韓国20代の半数「恋愛や結婚、支持政党が違う人とは難しい」

【特集】一つの国、二つに割れた国民
第2回:ジェンダー・世代対立よりも深刻な理念対立

 本紙とKSTATリサーチが実施した新年企画世論調査で、韓国国民間の政治的立場の差異、すなわち理念対立が強く、社会が不安あるいは危険な水準にあるという回答は70%近くに達した。だが、対立の解決のためには必須となる「政治的立場が違う人との交流」は、活発ではなかった。韓国国民のおよそ半数は、政治的傾向が違う人との「食事または酒の席は居心地が悪い」と答え「本人の結婚や子どもの結婚も望まない」と語った。与野党支持層間の感情的隔たりは決して小さくないという調査結果だ。

 韓国国内の18歳以上、1022人を対象に行ったこの調査で、「韓国社会の理念対立を巡る見解のうち、どのような主張に最も共感するか」という質問に対し、「国民の政治的立場の差異がやや大きく、社会を不安にしている」という回答は48.8%、「国民の政治的立場の差異がかなり大きく、社会にとって危険な水準」という回答は18.5%だった。韓国社会の理念対立が深刻だという見解は67.3%、というわけだ。反面、国民の政治的立場の差異が「ほとんどない」(2.7%)または「問題になるほどではない」(24.7%)と、理念対立は深刻でないという意見は27.4%にとどまった。理念対立が深刻だという回答は、保守層(72.2%)と進歩層(70.7%)いずれも7割以上で、中道層でも67.9%に達した。

 この調査では、「政治的な傾向が違う人との食事または酒の席は居心地が悪い」という回答が40.7%と半数に迫った。「政治的傾向が違う人との、自分または子どもの結婚」についても「不都合がある」という回答が43.6%だった。支持政党が違う人と結婚関係を結ぶのは「不都合」という回答は、与野党支持層それぞれ44.5%、47.9%で、近い水準だった。性別では、男性(36.9%)よりも女性(50.2%)の方が高かった。年齢別では、20代(49.3%)で最も高く、70代以上(33.3%)で最も低かった。専門家らは「米国では、支持政党が同じならデートの相手や配偶者を選択する際に魅力を増す効果がある、という研究結果が出ている」とし「韓国でも、政治的傾向が家族や交友関係に及ぼす影響が次第に大きくなっている」と語った。

 その一方で回答者らは、政治的傾向が違う人を、性・故郷・世代・経済的地位などが違う人に比して平素から最も嫌な存在だと考えていることが判明した。嫌な相手を部門別で尋ねた項目で、「故郷が違う人」は7.1%、「性別が違う人」16.8%、「世代が違う人」21.5%、「経済的地位が違う人」26.7%だったのに比べ、「支持政党が違う人」が嫌だという回答は40.3%と最も高かった。政治的見解が違う人との対立は、性別・地域・世代・経済階層間の対立よりも深刻なのだ。

 このところ与野党支持層が、各自の「陣営の論理」の強まる中で互いに合理的な討論が難しくなっているのは、このように支持政党が違う集団を嫌がり、同質的な集団内での交流ばかり増やしていることの影響が大きい-という指摘は多い。「類類相従(類は友を呼ぶ)」が強まるほど、意見の妥当性よりも「どちらの側か」という所属感の方が重要になるからだ。KSTATコンサルティングのイ・サンイル所長は「政治的・社会的課題の対話相手が、普段から同じ立場の人に集中している」とし「政治的立場が違う人との対話と交流が減っているという点で、今後も理念対立の緩和は容易ではないだろう」と語った。
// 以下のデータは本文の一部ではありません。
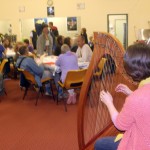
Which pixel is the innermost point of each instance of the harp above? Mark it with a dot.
(93, 117)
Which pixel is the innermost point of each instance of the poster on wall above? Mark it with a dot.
(71, 23)
(50, 11)
(38, 24)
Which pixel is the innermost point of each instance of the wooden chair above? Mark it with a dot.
(2, 66)
(2, 72)
(74, 80)
(31, 79)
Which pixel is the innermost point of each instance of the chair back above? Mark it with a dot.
(28, 75)
(2, 65)
(74, 78)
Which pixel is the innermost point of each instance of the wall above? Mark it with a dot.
(93, 17)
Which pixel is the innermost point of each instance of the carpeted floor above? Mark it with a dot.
(24, 126)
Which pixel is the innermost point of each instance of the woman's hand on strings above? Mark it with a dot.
(123, 89)
(106, 98)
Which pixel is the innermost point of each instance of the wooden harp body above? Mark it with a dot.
(93, 117)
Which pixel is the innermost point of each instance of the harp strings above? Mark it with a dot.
(97, 114)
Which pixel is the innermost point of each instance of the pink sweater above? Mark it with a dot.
(134, 119)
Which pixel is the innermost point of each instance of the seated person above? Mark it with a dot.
(30, 47)
(67, 61)
(84, 52)
(134, 118)
(91, 43)
(68, 41)
(30, 65)
(16, 49)
(74, 46)
(2, 51)
(7, 43)
(60, 41)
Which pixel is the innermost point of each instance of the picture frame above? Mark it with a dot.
(50, 11)
(71, 23)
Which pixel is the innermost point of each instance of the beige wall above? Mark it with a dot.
(93, 17)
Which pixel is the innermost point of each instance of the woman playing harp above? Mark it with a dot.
(134, 117)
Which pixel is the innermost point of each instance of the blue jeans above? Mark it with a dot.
(106, 143)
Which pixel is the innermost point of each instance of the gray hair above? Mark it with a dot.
(65, 48)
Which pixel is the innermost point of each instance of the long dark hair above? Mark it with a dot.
(137, 61)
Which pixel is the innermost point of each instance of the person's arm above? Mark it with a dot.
(34, 67)
(124, 89)
(122, 120)
(107, 99)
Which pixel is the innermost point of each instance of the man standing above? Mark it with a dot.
(84, 52)
(54, 33)
(44, 41)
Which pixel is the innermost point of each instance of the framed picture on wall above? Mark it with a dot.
(38, 24)
(71, 23)
(50, 11)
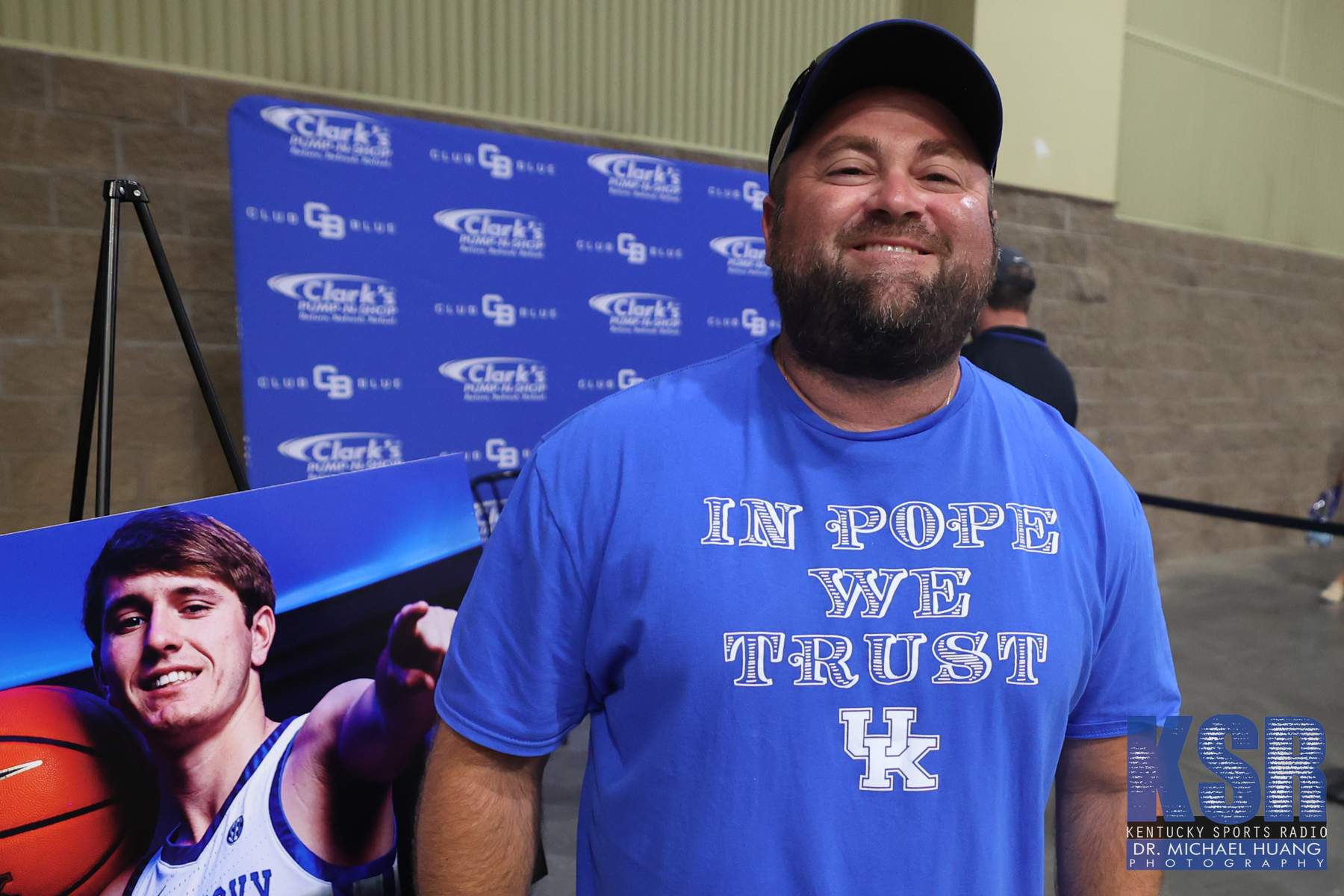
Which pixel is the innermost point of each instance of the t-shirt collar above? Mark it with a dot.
(780, 390)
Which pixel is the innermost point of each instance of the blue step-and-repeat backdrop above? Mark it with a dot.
(409, 289)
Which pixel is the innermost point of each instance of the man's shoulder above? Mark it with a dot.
(1031, 422)
(692, 395)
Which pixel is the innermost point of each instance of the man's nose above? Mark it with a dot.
(161, 635)
(897, 195)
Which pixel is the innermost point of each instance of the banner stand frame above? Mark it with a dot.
(101, 361)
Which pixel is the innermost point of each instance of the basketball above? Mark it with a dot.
(77, 793)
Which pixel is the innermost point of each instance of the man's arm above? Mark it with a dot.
(336, 790)
(477, 822)
(1090, 808)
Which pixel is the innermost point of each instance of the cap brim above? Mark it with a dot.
(906, 53)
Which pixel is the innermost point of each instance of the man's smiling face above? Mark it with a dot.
(176, 653)
(883, 247)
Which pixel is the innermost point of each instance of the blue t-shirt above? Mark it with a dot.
(818, 662)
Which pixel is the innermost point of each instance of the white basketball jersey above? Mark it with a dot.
(252, 850)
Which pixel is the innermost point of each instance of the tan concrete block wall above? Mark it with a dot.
(1207, 368)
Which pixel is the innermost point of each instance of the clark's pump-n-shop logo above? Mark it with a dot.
(745, 254)
(640, 314)
(339, 299)
(332, 453)
(331, 134)
(497, 379)
(494, 231)
(638, 176)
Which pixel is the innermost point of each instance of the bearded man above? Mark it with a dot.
(840, 605)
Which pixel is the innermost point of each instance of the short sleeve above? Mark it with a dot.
(514, 679)
(1132, 671)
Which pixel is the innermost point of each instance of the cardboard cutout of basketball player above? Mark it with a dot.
(181, 609)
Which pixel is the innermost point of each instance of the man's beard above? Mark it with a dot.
(863, 327)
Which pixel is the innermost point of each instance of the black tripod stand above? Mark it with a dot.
(102, 336)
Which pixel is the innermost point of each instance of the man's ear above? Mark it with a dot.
(264, 635)
(768, 211)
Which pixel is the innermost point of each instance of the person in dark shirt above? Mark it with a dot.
(1006, 347)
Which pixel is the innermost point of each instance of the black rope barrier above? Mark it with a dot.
(1245, 516)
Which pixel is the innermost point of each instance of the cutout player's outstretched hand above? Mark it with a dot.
(417, 645)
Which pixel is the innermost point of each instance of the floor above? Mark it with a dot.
(1249, 637)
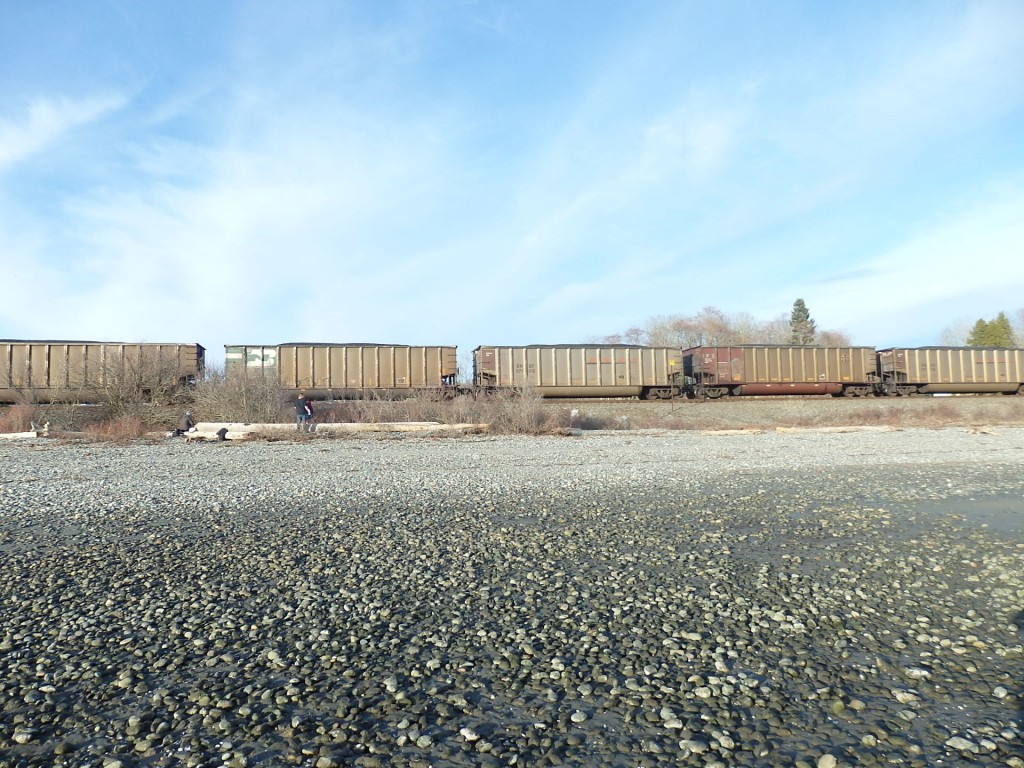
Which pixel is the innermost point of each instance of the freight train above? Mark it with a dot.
(47, 371)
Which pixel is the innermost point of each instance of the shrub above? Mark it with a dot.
(251, 399)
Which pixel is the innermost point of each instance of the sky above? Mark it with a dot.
(505, 172)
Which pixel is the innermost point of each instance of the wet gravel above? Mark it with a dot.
(805, 599)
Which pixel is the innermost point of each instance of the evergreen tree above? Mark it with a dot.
(979, 335)
(996, 333)
(1001, 332)
(801, 325)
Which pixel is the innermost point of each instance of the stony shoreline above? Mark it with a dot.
(616, 598)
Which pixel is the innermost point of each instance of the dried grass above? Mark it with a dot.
(506, 413)
(120, 429)
(18, 418)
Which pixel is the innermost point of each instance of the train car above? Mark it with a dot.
(907, 371)
(585, 371)
(769, 370)
(348, 371)
(89, 371)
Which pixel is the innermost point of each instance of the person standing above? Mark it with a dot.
(185, 424)
(309, 415)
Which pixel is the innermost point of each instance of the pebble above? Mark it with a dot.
(615, 598)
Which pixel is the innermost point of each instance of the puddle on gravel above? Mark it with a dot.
(1004, 513)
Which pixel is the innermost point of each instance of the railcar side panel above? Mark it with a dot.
(760, 370)
(951, 370)
(83, 371)
(570, 371)
(326, 371)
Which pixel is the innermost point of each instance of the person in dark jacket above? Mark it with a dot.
(309, 415)
(185, 424)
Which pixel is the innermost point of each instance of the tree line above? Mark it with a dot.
(712, 327)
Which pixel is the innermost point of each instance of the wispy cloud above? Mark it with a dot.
(45, 121)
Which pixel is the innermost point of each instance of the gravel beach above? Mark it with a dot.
(637, 598)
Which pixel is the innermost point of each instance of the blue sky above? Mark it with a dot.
(505, 172)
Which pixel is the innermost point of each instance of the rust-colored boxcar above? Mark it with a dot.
(87, 371)
(767, 370)
(585, 371)
(951, 370)
(348, 371)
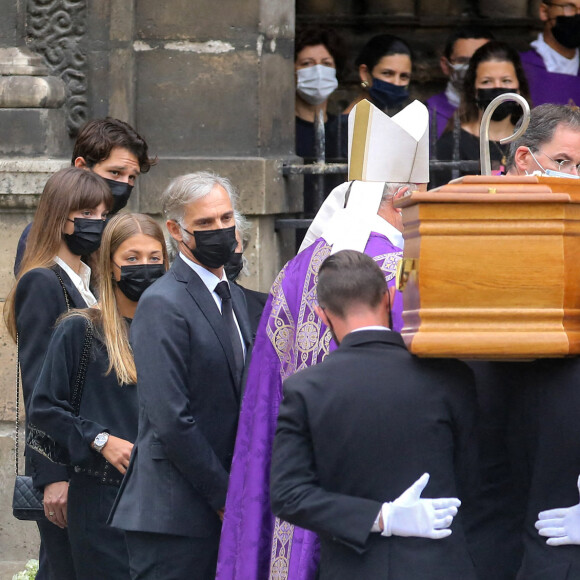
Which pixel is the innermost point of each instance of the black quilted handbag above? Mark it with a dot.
(26, 500)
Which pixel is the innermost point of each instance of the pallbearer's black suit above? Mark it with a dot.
(357, 430)
(189, 397)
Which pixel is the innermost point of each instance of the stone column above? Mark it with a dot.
(217, 93)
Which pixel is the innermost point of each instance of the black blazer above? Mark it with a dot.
(188, 408)
(547, 404)
(39, 301)
(256, 302)
(359, 429)
(105, 405)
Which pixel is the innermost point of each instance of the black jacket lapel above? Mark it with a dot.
(202, 296)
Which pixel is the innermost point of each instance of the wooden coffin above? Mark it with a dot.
(491, 268)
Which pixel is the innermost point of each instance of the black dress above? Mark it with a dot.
(38, 302)
(468, 150)
(99, 551)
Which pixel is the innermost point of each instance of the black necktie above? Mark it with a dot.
(223, 291)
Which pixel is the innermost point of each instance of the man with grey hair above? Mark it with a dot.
(358, 215)
(551, 143)
(190, 337)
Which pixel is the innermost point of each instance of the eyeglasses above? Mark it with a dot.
(565, 165)
(569, 8)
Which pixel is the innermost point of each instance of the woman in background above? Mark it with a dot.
(384, 65)
(319, 54)
(494, 69)
(100, 438)
(68, 223)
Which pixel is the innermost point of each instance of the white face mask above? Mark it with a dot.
(457, 74)
(316, 83)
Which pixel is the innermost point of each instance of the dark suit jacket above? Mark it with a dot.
(548, 400)
(256, 302)
(39, 301)
(359, 429)
(188, 408)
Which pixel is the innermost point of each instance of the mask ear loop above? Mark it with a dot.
(534, 157)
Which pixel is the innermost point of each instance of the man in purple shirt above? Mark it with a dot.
(552, 65)
(459, 48)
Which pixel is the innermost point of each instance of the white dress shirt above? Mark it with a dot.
(210, 281)
(80, 280)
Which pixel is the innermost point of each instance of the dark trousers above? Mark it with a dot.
(169, 557)
(55, 553)
(99, 551)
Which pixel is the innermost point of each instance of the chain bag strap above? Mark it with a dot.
(26, 499)
(40, 441)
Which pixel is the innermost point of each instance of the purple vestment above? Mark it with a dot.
(444, 109)
(547, 87)
(255, 545)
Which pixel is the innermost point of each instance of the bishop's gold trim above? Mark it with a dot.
(360, 140)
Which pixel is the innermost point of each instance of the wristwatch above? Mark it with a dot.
(100, 441)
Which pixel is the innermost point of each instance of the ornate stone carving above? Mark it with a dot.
(56, 30)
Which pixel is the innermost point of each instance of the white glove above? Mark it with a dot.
(561, 525)
(409, 515)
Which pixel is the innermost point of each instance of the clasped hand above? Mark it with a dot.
(411, 515)
(561, 525)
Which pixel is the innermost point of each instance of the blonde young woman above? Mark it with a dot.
(100, 438)
(68, 223)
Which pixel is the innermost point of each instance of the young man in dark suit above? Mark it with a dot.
(355, 431)
(190, 337)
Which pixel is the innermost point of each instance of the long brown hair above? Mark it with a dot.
(66, 191)
(115, 335)
(491, 51)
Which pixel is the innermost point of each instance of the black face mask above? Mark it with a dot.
(234, 266)
(135, 279)
(483, 98)
(121, 193)
(86, 238)
(213, 248)
(567, 31)
(387, 95)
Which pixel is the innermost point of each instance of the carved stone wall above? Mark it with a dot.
(56, 30)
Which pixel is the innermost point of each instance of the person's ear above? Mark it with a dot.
(365, 75)
(321, 314)
(81, 163)
(444, 64)
(174, 230)
(522, 159)
(401, 193)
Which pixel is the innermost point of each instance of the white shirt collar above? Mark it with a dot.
(452, 94)
(80, 280)
(208, 278)
(554, 61)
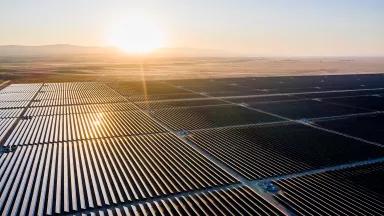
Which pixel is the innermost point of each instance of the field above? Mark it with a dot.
(293, 145)
(97, 68)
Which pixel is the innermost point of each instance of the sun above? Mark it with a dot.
(136, 34)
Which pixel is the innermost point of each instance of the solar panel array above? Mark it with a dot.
(237, 146)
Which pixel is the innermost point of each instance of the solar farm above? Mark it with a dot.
(291, 145)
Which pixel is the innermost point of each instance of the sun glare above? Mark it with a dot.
(136, 34)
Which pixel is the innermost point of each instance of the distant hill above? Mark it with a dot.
(64, 49)
(58, 49)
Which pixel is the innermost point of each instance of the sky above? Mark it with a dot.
(249, 27)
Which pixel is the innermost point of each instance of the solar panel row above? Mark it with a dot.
(74, 152)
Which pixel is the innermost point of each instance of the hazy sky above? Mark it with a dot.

 今回の調査は12月26・27日に電話面接員方式で実施した。標本は、2022年11月の行政安全部(省に相当)住民登録人口基準で性別・年齢別・地域別に人口比例割り当てを行った後、加重値を付与して抽出した。標本誤差は95%の信頼水準でプラス・マイナス3.1ポイント、回答率は11.7%(中央選挙世論調査審議委員会参照)。